In mid-December, President Obama signed into law a $1.1 trillion spending bill known as the “Consolidated and Further Continuing Appropriations Act, 2015” or “Cromnibus.”[1] This post explores provisions that relate to the health sector and Affordable Care Act (ACA) implementation.

Health IT

The spending package allocates just over $60 million to the Office of the National Coordinator for Health Information Technology for the ongoing development and advancement of interoperable health IT. An emphasis on interoperability resounds as another provision limits aspects of Department of Defense and Department of Veterans Affairs spending until the department’s report on a plan to achieve electronic health record interoperability between them.

The Act allocates just over $14.9 million for health IT adoption (and other quality improvement measures) in rural hospitals. An additional $1 million is available to fund telehealth initiatives in rural areas.

Health Insurance

Among other provisions affecting insurance, the Act mandates that the ACA’s risk corridor program be budget neutral. The program seeks to incentivize insurers to offer qualified health plans in the face of significant uncertainty by transferring funds from plans with lower than projected costs to those with allowable costs that are higher than anticipated. According to the spending package, the Centers for Medicare & Medicaid Services (CMS) may not apply resources from accounts funded by the Act towards risk corridor payments. This limits the agency to funding the program through collections.

While insurers may have depended on risk corridor payments in setting rates for 2014 and 2015, budget constraints should not come as a surprise. Department of Health & Human Services (HHS) guidance issued earlier in 2014 set forth that the program would be implemented “in a budget neutral manner.” While HHS anticipated that collections would be sufficient to cover expenditures, the department also stated that payments would be reduced pro rata to the extent of any shortfall.[2]

A second insurance-related provision amends section 833 of the Internal Revenue Code, which grants tax benefits to Blue Cross and Blue Shield plans, as well as certain other qualifying health care organizations. Section 833 benefits apply only to an organization with a medical loss ratio (MLR) of at least 85 percent. The IRS published final regulations in January 2014 providing that the MLR numerator—defined as the organization’s total premium revenue expended on reimbursement for clinical services provided to enrollees—does not include amounts spent on activities to improve health care quality. (The MLR denominator is an organization’s total premium revenue for a taxable year.)
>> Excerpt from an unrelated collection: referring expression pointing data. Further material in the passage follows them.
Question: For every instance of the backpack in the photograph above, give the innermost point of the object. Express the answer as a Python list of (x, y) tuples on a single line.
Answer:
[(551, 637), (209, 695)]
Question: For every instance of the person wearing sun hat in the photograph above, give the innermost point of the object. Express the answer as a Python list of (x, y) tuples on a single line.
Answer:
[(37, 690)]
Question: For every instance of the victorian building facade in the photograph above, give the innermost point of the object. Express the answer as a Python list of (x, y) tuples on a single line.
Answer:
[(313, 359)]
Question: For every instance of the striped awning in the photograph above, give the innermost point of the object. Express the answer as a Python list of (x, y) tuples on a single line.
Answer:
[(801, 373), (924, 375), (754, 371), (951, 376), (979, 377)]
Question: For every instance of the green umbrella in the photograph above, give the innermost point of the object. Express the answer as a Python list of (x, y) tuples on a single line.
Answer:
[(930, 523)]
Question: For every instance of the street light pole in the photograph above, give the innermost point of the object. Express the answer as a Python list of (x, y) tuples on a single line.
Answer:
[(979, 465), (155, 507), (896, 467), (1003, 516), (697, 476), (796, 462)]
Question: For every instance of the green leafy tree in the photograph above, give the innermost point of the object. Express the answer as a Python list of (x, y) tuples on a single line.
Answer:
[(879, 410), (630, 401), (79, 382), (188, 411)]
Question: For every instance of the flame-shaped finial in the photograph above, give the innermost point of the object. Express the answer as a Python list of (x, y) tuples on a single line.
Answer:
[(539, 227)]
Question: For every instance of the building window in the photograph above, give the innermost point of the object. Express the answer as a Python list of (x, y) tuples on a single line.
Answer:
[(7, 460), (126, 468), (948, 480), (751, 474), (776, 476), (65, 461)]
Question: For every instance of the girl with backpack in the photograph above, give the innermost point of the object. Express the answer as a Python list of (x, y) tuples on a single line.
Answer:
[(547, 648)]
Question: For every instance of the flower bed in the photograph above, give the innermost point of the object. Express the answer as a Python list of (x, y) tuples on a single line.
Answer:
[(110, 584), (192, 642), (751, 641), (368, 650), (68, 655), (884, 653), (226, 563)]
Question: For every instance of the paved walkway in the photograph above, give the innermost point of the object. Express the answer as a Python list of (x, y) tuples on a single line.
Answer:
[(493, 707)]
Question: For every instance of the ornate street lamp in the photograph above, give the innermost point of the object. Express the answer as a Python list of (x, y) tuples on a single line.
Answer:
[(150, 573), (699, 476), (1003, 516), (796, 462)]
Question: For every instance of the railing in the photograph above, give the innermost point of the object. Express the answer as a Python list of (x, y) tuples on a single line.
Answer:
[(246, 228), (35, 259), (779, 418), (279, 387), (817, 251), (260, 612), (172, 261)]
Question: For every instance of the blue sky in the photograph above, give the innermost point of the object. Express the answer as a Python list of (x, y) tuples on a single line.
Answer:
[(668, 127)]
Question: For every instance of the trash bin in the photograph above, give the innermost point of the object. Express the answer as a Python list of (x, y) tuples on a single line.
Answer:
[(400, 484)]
The Act’s amendment aligns section 833’s MLR definition with that provided by section 2718 of the ACA, pursuant to which costs associated with activities to improve health care quality may be counted in the numerator alongside medical claims. Examples of activities affected by the change include case management, care coordination, and care compliance initiatives, and investments in health information technology to support such initiatives. The provision is retroactively applied to taxable years beginning after December 31, 2009.

The Act does not address other controversial aspects of section 833, such as the scope of the benefits provided to nonprofit health plans, and whether there are possible means for an otherwise eligible organization to mitigate the consequences of having an insufficient MLR.

Medicare

The spending package cuts appropriations for the Independent Payment Advisory Board (IPAB) by $10 million. While it has not yet been operationalized, IPAB is a 15-member panel created and empowered by the ACA to achieve cost savings in the Medicare system.  The ACA appropriated $15 million a year for the entity.  In addition, CMS is prohibited from using Medicare program funds for non-Medicare ACA activities.

Prevention and Public Health

Finally, the Act places some restrictions and requirements on spending under the ACA’s Prevention and Public Health Fund. These provisions generally appear to address concerns over transparency. For example, HHS must establish a publicly accessible website to provide information regarding the use of available funding.